Financial advisers along the East Coast attempted to hold conference calls and otherwise communicate with clients and money managers even as they instructed their staff to stay at home and stock trading was put off by the closing of U.S. markets.
Marjorie Fox, chief executive of Fox, Joss & Yankee, was at the office at midday today but planned to leave as winds were picking up and flooding rains had started to close some Washington, D.C., routes.
“It's picking up and I will probably be headed out in a couple hours and then hunker down at home,” Ms. Fox said. “Our office is formally closed, which we do whenever Virginia declares a state of emergency.”
The firm used social media and its website to let clients know that the office was closed today. The firm's advisers will continue to communicate with clients as long as they have charged cell phones and computers, she said.
Hurricane Sandy's heavy rains and strong winds already were causing limited power outages from North Carolina to Connecticut and utilities were recommending those in New Jersey and New York be ready to sustain seven to 10 days without electricity. In Pennsylvania and Maryland, some providers issued automated-call warnings to power customers.

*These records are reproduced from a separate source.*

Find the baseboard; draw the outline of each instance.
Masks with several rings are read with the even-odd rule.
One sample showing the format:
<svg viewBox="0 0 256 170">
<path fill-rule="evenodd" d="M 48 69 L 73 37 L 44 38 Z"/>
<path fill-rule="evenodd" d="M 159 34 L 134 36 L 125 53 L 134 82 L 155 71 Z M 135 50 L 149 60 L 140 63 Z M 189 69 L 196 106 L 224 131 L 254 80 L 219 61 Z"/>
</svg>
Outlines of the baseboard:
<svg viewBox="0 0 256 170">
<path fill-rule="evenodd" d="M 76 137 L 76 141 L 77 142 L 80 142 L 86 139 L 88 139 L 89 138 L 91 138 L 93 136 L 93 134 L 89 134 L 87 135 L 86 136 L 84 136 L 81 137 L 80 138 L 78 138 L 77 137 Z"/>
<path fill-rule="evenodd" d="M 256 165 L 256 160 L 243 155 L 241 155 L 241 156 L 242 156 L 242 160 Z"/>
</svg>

The Colony Group, an advisory firm, has a few employees working from its headquarters, while most of the staff works remotely during the storm.
“All of our professionals are equipped with the necessary technology to enable them to work remotely and effectively whenever necessary,” chief executive Michael Nathanson said.
Using its customer relationship management system, the firm sent e-mails to clients who were affected by the storm to offer “best wishes” and reassure them that The Colony Group is prepared to handle such an event.
The Securities and Exchange Commission announced late Sunday that U.S. equity markets would be closed Monday and the New York Stock Exchange already said it will remain closed through Tuesday.
Bond trading ended at noon EST on Monday for government securities, mortgage- and asset-backed debt, corporate and municipals. The Securities Industry and Financial Markets Association has recommended that these markets stay closed through Tuesday.
The Financial Industry Regulatory Authority Inc. said firms with offices in the affected areas of the mid-Atlantic and Northeastern states should prepare to implement business continuity plans. The brokerage industry self-regulator also closed its own offices from Washington to Boston.
The Goldman Sachs Group Inc. and many other Wall Street firms shifted operations to other offices unaffected by the hurricane.
As wind speeds picked up Monday, The Conference Board said it would delay until Thursday its release of the October consumer confidence report, and New York City Mayor Michael Bloomberg tweeted that the “window for getting out safely is closing.”